For more details of these diagnostic indicators, the reader is
referred to Chapter 27, Nutritional assessment of hospital patients.
Marked changes in body weight in healthy adults with age have been documented
in several national surveys in industrialized countries. Such changes may have
long-term consequences on health.
In general during the period from young to middle
adulthood, adults gain weight more rapidly and
accrue excess adiposity, whereas
from middle to late adulthood, weight begins to stabilize or even decrease,
especially around age 70y, when the
decrease may continue for the remainder of life.
Several investigators have examined the association
between weight changes across adulthood and mortality.
For example, in a prospective cohort study of
US adults participating in NHANES from
1988 to 2014, Chen et al.
(2019)
reported stable obesity across adulthood, weight gain
from young (age 25y) to middle
adulthood (mean age 47y),
and weight loss from middle to late adulthood,
were associated with increased risk of mortality.
These findings suggest that maintaining a normal healthy
weight across adulthood, and especially preventing
weight gain in early adulthood, is
important for preventing premature deaths in later life.
The potential effect of weight loss and weight gain
among older adults has also been investigated.
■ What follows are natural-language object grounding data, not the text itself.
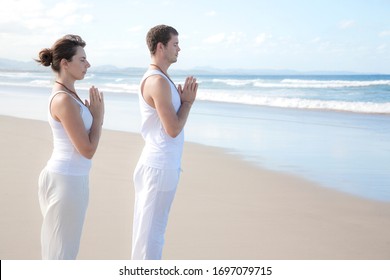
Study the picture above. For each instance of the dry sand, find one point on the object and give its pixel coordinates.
(225, 208)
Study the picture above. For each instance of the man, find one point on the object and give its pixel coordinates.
(164, 112)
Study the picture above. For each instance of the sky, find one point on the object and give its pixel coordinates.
(302, 35)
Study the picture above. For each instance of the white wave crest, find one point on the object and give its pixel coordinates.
(298, 103)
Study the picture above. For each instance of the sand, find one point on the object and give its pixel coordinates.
(225, 208)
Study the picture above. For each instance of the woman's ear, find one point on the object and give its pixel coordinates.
(160, 46)
(64, 64)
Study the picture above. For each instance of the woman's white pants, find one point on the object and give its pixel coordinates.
(154, 193)
(64, 201)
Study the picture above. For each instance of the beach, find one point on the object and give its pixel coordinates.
(225, 207)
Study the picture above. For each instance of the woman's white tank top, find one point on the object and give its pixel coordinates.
(161, 150)
(65, 158)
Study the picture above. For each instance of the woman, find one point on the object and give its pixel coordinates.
(76, 127)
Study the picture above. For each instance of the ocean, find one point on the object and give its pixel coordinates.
(330, 129)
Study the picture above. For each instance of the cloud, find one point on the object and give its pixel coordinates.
(215, 39)
(345, 24)
(384, 33)
(210, 14)
(260, 39)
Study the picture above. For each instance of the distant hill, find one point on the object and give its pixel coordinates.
(14, 65)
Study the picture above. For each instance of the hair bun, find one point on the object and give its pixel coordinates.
(46, 57)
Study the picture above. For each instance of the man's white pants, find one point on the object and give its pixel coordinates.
(154, 193)
(64, 201)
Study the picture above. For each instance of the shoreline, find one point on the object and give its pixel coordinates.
(225, 207)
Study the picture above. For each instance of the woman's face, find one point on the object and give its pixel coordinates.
(79, 64)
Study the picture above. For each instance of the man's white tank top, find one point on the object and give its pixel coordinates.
(161, 150)
(65, 158)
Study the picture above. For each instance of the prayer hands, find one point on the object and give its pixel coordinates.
(96, 104)
(188, 92)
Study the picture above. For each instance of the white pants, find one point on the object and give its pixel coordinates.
(154, 193)
(63, 200)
In a systematic review and meta-analysis
of community-dwelling older adults aged > 65y,
the effect of weight loss on increased risk of all-cause mortality
was stronger than weight gain
(Alharbi et al., 2021),
as noted by others
(Karahalios et al., 2017).
However, the point at
which weight loss may indicate increased mortality
risk has not been clearly defined.
Further research is needed to determine whether
these associations vary with gender,
initial weight, and whether or not the
weight loss/gain was intentional.
Nevertheless, caution when interpreting the results
of some of these epidemiological studies is warrented.
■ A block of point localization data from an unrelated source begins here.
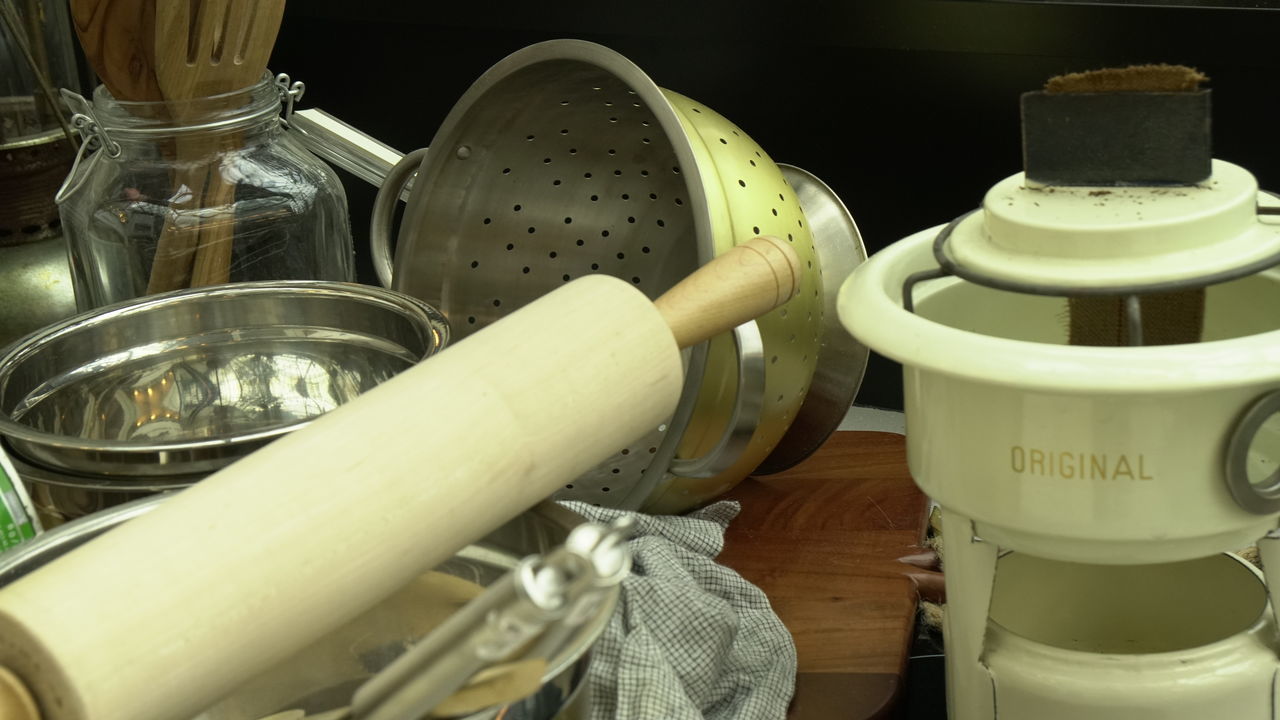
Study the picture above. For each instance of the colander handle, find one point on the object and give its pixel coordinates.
(369, 159)
(384, 213)
(746, 410)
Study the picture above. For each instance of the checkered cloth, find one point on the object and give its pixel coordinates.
(690, 639)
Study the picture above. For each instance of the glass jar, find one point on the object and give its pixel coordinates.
(199, 192)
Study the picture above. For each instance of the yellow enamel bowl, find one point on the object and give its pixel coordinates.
(565, 159)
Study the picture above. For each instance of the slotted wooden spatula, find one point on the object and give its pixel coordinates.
(208, 48)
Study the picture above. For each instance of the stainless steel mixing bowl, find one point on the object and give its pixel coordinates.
(324, 675)
(187, 382)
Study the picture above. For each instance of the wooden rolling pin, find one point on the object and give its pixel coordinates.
(168, 614)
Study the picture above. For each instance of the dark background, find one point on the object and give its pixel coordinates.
(908, 109)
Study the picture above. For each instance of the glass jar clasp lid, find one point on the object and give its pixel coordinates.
(92, 136)
(289, 94)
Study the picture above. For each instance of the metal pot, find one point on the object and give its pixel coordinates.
(187, 382)
(324, 675)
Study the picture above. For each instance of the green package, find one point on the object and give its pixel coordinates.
(18, 523)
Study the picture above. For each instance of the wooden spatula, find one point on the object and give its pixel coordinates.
(206, 48)
(118, 41)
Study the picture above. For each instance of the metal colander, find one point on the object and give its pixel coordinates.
(565, 159)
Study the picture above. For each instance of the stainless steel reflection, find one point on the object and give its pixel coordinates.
(35, 286)
(324, 675)
(186, 382)
(841, 359)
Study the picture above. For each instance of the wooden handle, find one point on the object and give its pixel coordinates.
(256, 561)
(735, 287)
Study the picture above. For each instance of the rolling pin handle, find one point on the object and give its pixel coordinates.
(737, 286)
(16, 700)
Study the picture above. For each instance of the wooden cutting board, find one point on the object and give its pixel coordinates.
(823, 541)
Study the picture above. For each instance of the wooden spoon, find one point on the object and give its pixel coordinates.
(206, 48)
(118, 41)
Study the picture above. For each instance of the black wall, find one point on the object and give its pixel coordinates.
(906, 108)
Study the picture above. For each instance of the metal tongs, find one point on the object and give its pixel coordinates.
(535, 606)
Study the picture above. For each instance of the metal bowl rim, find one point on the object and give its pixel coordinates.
(24, 347)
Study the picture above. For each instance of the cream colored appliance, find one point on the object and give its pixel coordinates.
(1088, 492)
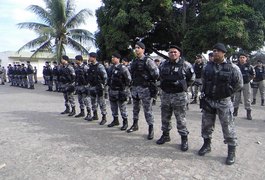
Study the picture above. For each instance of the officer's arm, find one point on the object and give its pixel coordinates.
(153, 69)
(237, 79)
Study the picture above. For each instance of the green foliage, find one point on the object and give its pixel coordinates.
(194, 25)
(58, 28)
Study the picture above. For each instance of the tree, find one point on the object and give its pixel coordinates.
(192, 24)
(58, 28)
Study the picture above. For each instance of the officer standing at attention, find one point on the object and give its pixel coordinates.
(81, 90)
(143, 70)
(258, 82)
(97, 78)
(118, 82)
(67, 79)
(220, 80)
(248, 74)
(30, 72)
(175, 77)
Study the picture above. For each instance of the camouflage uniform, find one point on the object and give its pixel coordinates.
(143, 71)
(219, 83)
(118, 82)
(67, 79)
(97, 78)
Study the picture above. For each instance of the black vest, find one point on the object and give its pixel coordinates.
(217, 81)
(171, 75)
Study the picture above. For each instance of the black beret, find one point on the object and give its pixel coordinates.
(175, 47)
(220, 46)
(64, 57)
(140, 44)
(117, 55)
(243, 54)
(93, 54)
(79, 58)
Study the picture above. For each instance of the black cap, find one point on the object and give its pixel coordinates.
(140, 44)
(176, 47)
(117, 55)
(126, 59)
(79, 58)
(93, 54)
(243, 54)
(220, 46)
(64, 57)
(210, 54)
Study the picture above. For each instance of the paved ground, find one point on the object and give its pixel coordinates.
(36, 142)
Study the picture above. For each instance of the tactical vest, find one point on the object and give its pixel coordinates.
(245, 70)
(198, 70)
(116, 80)
(217, 83)
(171, 75)
(80, 78)
(93, 75)
(260, 73)
(140, 73)
(66, 75)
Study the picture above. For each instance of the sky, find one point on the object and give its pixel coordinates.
(15, 11)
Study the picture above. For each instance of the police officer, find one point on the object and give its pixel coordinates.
(175, 76)
(258, 82)
(248, 74)
(81, 87)
(56, 76)
(67, 79)
(118, 82)
(47, 73)
(97, 78)
(220, 80)
(144, 71)
(30, 75)
(198, 66)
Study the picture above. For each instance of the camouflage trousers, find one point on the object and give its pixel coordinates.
(224, 109)
(174, 103)
(116, 104)
(83, 97)
(98, 100)
(69, 99)
(142, 94)
(246, 96)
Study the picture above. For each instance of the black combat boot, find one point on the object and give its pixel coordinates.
(125, 124)
(164, 138)
(249, 117)
(231, 155)
(150, 132)
(95, 115)
(206, 147)
(130, 101)
(194, 101)
(66, 111)
(103, 120)
(253, 102)
(88, 116)
(235, 112)
(184, 143)
(72, 112)
(115, 122)
(81, 114)
(134, 127)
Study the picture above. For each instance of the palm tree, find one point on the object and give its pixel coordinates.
(58, 28)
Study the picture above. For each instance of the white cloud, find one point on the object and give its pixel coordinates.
(14, 11)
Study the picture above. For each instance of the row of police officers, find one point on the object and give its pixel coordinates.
(220, 80)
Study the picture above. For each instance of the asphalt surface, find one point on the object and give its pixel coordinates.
(36, 143)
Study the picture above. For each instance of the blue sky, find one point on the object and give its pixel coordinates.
(14, 11)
Methodological issues of concern include confounding by smoking,
reverse causation due to existing chronic diseases,
especially among the elderly, and non-specific loss
of lean mass and function in the frail elderly
(Fontana & Hu, 2014).
Gestational weight changes
The U.S. National Research Council
(2009)
have compiled new guidelines
for gestational weight gain in response to the increase in
the proportion of U.S. women of reproductive age
who are overweight and obese. Gestational weight gain includes
gains in maternal and fetal fat-mass and fat-free mass,
as well as the placenta and amniotic fluid.
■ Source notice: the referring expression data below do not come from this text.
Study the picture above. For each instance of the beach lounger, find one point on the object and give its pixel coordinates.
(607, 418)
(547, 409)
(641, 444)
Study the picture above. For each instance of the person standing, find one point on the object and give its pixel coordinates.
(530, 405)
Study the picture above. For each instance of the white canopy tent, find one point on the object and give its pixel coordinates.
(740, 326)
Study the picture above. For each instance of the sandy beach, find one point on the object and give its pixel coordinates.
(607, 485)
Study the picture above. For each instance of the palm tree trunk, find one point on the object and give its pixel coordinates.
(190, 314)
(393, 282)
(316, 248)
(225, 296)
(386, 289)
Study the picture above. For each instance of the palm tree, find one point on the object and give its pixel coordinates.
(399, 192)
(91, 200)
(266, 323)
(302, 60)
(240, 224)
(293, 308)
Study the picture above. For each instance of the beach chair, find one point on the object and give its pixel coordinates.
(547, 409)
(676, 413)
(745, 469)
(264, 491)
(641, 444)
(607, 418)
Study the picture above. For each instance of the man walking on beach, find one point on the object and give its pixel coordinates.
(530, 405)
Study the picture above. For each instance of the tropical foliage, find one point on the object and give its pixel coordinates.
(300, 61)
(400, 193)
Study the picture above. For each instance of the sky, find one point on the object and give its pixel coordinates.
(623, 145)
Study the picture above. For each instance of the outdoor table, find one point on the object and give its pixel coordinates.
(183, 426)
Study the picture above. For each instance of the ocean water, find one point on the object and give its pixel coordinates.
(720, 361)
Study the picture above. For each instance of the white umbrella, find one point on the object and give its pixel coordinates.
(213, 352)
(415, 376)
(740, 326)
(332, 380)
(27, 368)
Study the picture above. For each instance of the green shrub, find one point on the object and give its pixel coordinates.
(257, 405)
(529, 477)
How these different components of gestational weight gain
influence both maternal and offspring health remains uncertain:
see Widen and Gallagher
(2014)
for more details.
For the first time, the new U.S guidelines consider those
health outcomes of both mother and child during and after
delivery which are plausibly related to gestational weight gain,
and the trade-offs between them. For the mother,
the most important health outcomes considered were
postpartum weight retention and unscheduled cesarean
delivery, whereas for the infants the outcomes were
preterm birth, extremes of birthweight
(expressed as small- or large-for gestational age),
and childhood obesity
(Rasmussen et al., 2010).
Table 10.5
Total Weight Gain | Rates of Weight Gain* 2nd and 3rd Trimester | |||
---|---|---|---|---|
Prepregnancy BMI | Range in kg | Range in lbs |
Mean (range) in kg/week |
Mean (range) in lbs/week |
Underweight (< 18.5 kg/m2) | 12.5–18 | 28–40 | 0.51 (0.44–0.58) | 1 (1–1.3) |
Normal weight (18.5–24.9 kg/m2) | 11.5–16 | 25–35 | 0.42 (0.35–0.50) | 1 (0.8–1) |
Overweight (25.0–29.9 kg/m2) | 7–11.5 | 15–25 | 0.28 (0.23–0.33) | 0.6 (0.5–0.7) |
Obese (≥ 30.0 kg/m2) | 5–9 | 11–20 | 0.22 (0.17–0.27) | 0.5 (0.4–0.6) |
10.3 Body mass index in adults
Index | Formula |
---|---|
Weight/height ratio | wt/ht |
Body Mass Index | wt/(ht)2 |
Ponderal index | ht / ∛wt |
Benn's index | wt/(ht)p |

10.3.1 BMI and measures of body fat and disease risk
The validity of BMI as an index of the percentage body fat and fat mass (in kg) in adults has been assessed by comparing BMI with body fatness estimated initially using a 2‑component model, although more recently multi-component models of body composition are being used (Gallagher et al., 1996; Wells et al., 2010; Silva et al., 2013). In the simpler 2‑component model, total body mass is partitioned into total body fat and fat-free mass, applying the principle that if one of the components is measured, the other can be estimated. However, when using this approach, the calculation of body fat depends on certain theoretical assumptions. The hydration of fat-free mass, for example, is assumed to be constant within and between individuals even though inter-individual variability is known to exist, especially during growth and maturation in children, in pregnancy, and among adults with varying adiposity (Wells et al., 2010; Most et al., 2018; Gutiérrez-Marin et al., 2021; Gallagher et al., 1996).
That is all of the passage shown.